Walt proclaimed, and Henry, who knew about huts and life reduced to simplest terms, could approve the sentiment, if not the precise words in which it was put. “Great” was one of Walt’s cherished words, while “true” was one of Henry’s, and correspondingly Henry’s style of dissent was often cool, mocking and precise, nervous and spare. Politics of the sort Walt concerned himself with seemed to Henry “something so superficial and inhuman that practically I have never fairly recognized that it concerns me at all.” And as for obligations to the democratic mass—“I feel that my connections with and obligations to society are still very slight and transient.” His gibe about America, politics “and so on,” intended partly as a corrective to demagogic rant and naïve optimism, seemed to Walt only to reflect a disagreeable trait that Thoreau, in most respects an admirable person in word and deed, an ally, shared with the mighty Carlyle: “disdain” for ordinary people, “inability to appreciate the average life,” altogether “a very aggravated case of superciliousness.” Walt came to believe that literary New Englanders in general were snobbish, reserved and antidemocratic—“Emerson is the only sweet one among them and he has been spoilt by them”—although Thoreau, like Emerson and Alcott, had come considerably more than half way to meet him.

Thoreau had his asperities and his cold side, there was no doubt of it. “As for taking Thoreau’s arm,” a Concord woman remarked, “I should as soon take the arm of an elm tree.” It was the elm-tree Thoreau whom Whitman saw, not the hot convert who later carried his copy of Leaves of Grass like a red flag through the streets of Concord. A month after their meeting, Thoreau was still discovering in “Song of Myself” and “Crossing Brooklyn Ferry” not only “more good” than he had known for a long time but the force of revelation.

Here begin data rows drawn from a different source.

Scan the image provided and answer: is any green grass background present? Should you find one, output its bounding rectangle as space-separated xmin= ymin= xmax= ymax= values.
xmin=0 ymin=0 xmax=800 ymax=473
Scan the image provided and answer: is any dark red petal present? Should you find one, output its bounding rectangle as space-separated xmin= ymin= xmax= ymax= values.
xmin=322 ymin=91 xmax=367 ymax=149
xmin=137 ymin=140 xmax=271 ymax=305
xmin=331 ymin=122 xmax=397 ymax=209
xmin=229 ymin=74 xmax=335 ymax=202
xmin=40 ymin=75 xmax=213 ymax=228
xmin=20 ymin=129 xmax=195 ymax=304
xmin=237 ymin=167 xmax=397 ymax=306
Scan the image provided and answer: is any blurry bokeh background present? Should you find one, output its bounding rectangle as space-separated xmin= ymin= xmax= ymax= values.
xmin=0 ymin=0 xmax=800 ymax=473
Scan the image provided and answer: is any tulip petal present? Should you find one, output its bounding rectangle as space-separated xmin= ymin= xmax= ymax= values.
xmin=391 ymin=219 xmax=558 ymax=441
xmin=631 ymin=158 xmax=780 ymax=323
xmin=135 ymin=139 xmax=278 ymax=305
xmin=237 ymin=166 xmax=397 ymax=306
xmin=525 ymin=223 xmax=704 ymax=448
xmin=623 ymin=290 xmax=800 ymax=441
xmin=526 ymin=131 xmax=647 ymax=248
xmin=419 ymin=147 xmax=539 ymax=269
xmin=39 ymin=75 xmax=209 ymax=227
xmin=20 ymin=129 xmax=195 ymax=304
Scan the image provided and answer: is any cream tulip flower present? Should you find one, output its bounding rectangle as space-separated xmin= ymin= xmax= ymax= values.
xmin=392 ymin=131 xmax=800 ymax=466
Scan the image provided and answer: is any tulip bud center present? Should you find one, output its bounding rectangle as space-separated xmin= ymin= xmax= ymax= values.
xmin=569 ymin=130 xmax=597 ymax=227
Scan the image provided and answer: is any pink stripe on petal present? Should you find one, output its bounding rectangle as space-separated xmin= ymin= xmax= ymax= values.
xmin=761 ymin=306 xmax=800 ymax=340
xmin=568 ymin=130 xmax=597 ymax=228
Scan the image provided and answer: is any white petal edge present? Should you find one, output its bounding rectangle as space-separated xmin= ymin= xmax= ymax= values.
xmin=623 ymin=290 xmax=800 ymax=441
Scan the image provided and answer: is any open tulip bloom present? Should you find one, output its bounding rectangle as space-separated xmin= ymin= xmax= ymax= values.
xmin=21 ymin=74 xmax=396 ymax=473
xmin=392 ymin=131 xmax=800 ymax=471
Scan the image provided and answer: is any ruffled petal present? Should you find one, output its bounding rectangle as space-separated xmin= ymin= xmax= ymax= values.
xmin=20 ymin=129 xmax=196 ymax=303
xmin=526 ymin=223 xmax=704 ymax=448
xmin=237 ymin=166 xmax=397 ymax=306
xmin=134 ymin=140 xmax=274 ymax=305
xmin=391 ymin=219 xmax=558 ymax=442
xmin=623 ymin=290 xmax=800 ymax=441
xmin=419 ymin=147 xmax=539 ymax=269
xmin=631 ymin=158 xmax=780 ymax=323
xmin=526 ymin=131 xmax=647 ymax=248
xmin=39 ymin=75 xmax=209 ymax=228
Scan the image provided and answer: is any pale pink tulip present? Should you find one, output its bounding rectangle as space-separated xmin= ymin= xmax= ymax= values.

Whitman’s “alarum or trumpet-note ringing through the American camp” Henry was to hear again when Captain John Brown rode on Harpers Ferry.

A prude when it came to sexual matters, Thoreau found “two or three pieces” in Leaves of Grass “which are disagreeable, to say the least; simply sensual. It is as if the beasts spoke. I think that men have not been ashamed of themselves without reason. No doubt there have always been dens where such deeds were unblushingly recited, and it is no merit to compete with the inhabitants. But even on this side he has spoken more truth than any American or modern that I know. . . . He occasionally suggests something a little more than human. You can’t confound him with the other inhabitants of Brooklyn or New York. How they must shudder when they read him!” Thoreau had neither snapped nor run. “Since I have seen him I find that I am not disturbed by any brag or egotism in his book. He may turn out to be the least of a braggart of all, having a better right to be confident. He is a great fellow.”